People needed serious preparation to face such rigors.

Incidentally, and something we don’t hear so much these days, churches imposed strict prohibitions on people’s sexual behavior during Lent. Church courts took serious notice of babies born at dates that suggested conception during the forbidden time.

Medieval Christians got ready for Lent in the weeks before Ash Wednesday, when they would go to Confession to be absolved of their sins. The old English word for absolve is “shrive” – and that is why we have Shrove Tuesday. It fell in a season that the English called Shrovetide, “Confession Season.”

Lent in medieval times involved an absolute ban on meat. In Latin, it was the time of the “taking away of flesh” (carne levare), which produced our word Carnival. Some people think the word might stem from “Farewell, Meat!” (Carne vale!), but the underlying idea is the same.

Strict prohibitions extended not just to meat but also to dairy products, as well as fat and eggs. People ransacked their houses for these items and made sure to eat them up on a special day, while they still could. Pancakes were a great way of using up everything in the larder.

This day of last possible opportunity had different names. For French-speaking countries, it was Fat Tuesday – Mardi Gras. Germans had the same name, as fetter Dienstag. Depending on where you lived, that pre-Lent time ranged far beyond the immediate Tuesday, and sometimes extended for weeks beforehand. Then as now, Mardi Gras and Shrovetide were times for partying, merrymaking, sports, and carnival, before the season of renunciation and fasting began in earnest.

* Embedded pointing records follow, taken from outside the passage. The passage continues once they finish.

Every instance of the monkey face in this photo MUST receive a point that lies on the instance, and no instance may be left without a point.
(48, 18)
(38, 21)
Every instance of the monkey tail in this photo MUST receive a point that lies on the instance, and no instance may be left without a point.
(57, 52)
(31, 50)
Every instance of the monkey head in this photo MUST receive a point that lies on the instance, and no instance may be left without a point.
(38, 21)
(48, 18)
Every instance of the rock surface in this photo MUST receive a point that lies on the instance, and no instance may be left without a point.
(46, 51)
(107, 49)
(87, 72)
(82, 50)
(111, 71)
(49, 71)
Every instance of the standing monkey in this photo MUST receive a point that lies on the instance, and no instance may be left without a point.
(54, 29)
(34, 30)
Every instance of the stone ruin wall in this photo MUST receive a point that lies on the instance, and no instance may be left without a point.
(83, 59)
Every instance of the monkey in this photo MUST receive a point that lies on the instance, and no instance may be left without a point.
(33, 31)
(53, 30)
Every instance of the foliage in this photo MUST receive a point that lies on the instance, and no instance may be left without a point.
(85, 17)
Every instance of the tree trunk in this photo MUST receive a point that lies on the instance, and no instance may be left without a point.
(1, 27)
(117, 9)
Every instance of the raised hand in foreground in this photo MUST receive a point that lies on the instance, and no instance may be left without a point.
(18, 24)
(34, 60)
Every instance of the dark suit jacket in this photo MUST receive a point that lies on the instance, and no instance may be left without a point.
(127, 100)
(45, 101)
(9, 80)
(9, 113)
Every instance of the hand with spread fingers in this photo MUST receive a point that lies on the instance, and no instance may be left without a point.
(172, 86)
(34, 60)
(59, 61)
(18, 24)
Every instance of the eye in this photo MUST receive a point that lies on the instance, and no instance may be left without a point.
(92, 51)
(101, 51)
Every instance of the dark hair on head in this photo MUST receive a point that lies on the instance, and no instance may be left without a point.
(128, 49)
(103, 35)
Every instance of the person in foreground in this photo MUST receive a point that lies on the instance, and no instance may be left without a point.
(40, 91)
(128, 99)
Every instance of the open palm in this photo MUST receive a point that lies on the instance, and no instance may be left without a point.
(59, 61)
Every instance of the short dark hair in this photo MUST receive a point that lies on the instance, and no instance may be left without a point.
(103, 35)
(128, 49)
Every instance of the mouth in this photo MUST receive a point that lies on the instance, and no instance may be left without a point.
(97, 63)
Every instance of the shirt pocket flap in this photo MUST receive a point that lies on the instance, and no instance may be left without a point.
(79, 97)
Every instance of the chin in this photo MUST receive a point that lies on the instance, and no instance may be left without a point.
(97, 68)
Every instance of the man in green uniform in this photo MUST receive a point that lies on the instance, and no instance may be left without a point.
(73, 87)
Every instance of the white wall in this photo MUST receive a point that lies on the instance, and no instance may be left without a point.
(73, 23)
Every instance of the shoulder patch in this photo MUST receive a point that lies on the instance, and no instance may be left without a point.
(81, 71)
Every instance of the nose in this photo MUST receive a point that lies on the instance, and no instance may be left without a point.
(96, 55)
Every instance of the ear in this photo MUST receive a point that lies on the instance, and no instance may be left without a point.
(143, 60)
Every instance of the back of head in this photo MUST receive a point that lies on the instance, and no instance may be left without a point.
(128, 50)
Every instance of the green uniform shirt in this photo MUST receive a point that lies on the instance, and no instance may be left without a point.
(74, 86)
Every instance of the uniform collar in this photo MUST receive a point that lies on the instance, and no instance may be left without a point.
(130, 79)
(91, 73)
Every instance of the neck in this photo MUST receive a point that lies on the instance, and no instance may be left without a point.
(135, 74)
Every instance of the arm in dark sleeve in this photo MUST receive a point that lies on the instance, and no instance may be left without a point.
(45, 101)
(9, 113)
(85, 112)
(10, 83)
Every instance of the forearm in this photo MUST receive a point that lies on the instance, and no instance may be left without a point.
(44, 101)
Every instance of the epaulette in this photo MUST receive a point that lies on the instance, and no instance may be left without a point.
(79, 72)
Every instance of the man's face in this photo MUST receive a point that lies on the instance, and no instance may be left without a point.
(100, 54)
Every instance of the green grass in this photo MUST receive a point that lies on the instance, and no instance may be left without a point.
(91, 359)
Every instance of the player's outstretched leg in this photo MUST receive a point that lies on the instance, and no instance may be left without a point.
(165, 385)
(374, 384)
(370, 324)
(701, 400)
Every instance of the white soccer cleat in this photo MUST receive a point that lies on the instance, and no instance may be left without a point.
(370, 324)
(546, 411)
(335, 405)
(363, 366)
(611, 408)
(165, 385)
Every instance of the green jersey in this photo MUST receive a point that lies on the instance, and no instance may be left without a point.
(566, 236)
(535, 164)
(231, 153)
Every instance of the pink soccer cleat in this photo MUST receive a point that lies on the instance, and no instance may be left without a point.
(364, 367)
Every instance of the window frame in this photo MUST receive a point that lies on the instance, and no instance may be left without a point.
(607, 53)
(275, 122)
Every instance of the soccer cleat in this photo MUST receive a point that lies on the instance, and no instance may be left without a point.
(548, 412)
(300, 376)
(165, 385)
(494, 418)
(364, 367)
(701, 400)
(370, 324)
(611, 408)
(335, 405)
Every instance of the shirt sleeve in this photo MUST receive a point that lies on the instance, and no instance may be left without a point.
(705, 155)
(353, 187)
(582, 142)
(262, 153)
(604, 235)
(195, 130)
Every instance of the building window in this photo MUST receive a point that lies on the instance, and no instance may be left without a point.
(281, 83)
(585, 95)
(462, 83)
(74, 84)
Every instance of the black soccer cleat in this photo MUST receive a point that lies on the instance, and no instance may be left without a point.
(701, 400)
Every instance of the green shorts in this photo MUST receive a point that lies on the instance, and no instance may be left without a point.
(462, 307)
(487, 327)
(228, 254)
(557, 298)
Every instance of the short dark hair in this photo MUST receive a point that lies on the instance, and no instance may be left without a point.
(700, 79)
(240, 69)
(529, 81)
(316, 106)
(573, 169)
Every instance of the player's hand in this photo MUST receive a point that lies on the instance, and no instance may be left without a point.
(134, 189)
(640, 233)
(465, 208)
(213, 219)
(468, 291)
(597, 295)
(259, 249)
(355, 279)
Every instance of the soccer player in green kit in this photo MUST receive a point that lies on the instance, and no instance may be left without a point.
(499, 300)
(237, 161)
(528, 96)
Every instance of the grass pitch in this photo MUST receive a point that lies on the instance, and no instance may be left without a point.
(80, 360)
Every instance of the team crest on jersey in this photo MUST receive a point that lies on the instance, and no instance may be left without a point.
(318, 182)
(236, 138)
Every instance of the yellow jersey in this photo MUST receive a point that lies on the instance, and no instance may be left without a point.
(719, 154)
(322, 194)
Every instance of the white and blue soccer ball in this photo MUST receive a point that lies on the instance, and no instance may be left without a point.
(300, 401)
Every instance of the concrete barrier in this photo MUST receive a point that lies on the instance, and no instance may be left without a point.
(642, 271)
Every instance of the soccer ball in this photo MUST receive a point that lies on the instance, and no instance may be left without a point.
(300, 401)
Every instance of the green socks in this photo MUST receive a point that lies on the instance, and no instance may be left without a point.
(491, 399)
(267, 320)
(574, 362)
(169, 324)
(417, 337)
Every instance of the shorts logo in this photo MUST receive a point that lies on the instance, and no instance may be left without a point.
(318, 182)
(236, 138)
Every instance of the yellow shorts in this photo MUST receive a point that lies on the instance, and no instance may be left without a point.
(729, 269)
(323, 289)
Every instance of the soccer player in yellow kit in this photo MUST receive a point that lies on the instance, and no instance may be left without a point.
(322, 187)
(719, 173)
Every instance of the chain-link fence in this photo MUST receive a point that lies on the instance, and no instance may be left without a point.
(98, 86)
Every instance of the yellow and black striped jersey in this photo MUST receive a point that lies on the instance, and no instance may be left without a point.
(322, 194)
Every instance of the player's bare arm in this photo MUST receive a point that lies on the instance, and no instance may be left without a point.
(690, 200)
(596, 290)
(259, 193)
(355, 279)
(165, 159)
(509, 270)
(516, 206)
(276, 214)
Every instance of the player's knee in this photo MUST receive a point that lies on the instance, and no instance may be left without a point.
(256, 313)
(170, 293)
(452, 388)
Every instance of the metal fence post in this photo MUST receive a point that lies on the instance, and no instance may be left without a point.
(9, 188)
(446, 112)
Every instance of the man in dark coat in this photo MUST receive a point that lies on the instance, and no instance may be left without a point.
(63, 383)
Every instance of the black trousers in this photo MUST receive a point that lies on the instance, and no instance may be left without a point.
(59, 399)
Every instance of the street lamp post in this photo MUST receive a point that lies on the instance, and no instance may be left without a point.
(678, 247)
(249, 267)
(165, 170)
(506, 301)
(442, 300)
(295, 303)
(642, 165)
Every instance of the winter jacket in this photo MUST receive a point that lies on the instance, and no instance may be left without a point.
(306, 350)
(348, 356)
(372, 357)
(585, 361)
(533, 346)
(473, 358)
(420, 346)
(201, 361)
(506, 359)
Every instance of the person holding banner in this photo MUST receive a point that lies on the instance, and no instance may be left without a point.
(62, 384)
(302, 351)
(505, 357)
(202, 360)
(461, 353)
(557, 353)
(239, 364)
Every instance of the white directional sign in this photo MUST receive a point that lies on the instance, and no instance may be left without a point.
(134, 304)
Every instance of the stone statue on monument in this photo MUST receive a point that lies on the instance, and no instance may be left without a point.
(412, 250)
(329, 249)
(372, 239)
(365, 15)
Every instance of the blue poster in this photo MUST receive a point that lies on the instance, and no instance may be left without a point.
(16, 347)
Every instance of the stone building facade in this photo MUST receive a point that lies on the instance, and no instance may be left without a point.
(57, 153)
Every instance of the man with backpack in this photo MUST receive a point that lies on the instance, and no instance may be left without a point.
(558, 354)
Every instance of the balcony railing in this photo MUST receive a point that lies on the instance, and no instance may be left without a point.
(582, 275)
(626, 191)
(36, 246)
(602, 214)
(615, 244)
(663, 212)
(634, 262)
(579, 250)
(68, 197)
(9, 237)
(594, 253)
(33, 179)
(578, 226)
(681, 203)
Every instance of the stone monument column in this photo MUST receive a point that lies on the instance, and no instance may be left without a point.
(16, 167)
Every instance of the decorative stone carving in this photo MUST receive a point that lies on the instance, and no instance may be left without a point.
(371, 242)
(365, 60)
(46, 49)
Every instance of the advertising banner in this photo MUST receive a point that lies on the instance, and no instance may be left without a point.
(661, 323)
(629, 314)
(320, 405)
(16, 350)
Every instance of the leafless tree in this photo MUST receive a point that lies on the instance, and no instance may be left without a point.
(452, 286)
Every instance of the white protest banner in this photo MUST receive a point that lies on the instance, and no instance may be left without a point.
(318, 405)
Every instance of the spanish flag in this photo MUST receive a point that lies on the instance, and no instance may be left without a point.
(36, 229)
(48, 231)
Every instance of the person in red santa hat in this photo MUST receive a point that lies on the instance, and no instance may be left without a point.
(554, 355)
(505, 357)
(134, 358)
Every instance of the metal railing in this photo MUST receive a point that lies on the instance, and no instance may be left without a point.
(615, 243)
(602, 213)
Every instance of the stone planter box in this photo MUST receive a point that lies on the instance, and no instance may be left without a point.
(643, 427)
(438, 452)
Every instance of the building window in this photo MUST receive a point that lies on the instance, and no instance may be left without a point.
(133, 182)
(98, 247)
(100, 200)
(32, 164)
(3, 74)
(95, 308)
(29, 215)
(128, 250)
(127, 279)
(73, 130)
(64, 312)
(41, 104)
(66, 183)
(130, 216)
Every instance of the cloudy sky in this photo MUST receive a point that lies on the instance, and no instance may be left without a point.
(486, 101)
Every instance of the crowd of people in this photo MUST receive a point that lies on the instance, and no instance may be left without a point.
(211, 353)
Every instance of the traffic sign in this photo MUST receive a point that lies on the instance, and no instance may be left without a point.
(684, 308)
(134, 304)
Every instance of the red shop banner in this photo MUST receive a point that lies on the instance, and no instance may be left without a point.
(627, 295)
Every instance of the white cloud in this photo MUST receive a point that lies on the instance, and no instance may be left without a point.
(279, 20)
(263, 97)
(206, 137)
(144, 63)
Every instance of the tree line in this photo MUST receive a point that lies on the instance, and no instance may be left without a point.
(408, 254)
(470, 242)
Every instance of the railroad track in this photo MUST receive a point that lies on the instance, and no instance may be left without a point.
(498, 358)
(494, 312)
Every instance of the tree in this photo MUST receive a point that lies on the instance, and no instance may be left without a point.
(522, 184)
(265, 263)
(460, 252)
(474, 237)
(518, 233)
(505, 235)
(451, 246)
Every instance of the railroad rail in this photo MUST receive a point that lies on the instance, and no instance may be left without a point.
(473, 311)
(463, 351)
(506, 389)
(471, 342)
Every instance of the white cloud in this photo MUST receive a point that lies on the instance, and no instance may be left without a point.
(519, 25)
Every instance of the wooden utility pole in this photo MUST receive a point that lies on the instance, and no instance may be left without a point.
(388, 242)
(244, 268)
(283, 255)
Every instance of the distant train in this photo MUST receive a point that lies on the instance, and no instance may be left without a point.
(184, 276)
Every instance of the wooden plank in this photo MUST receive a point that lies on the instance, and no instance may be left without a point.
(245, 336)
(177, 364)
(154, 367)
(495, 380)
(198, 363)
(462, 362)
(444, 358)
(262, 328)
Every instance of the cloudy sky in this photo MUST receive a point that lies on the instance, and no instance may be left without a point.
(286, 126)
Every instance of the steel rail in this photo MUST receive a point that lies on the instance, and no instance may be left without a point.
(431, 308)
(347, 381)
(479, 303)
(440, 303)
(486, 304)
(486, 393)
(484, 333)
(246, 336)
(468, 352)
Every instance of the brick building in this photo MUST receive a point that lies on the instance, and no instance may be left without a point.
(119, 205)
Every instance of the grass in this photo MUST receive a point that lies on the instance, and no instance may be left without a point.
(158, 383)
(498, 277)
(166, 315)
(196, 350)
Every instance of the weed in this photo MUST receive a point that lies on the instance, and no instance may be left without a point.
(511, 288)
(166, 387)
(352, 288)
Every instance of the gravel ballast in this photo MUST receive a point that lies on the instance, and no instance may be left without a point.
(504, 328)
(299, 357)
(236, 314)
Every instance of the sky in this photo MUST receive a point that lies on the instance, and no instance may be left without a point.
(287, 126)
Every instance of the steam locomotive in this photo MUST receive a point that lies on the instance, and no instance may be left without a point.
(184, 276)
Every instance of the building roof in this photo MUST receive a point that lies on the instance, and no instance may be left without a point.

Just imagine if a modern church tried to enforce those Lenten rules anything like as severely as in the Middle Ages. We would think we were dealing with some fanatical cult. Once upon a time, though, that was absolutely the Christian norm. What a radically different attitude this all suggests to the human body and the physical world. And also to the degree of devotion that could be expected of ordinary lay believers.

I am adapting this column from an earlier offering at this site some years ago.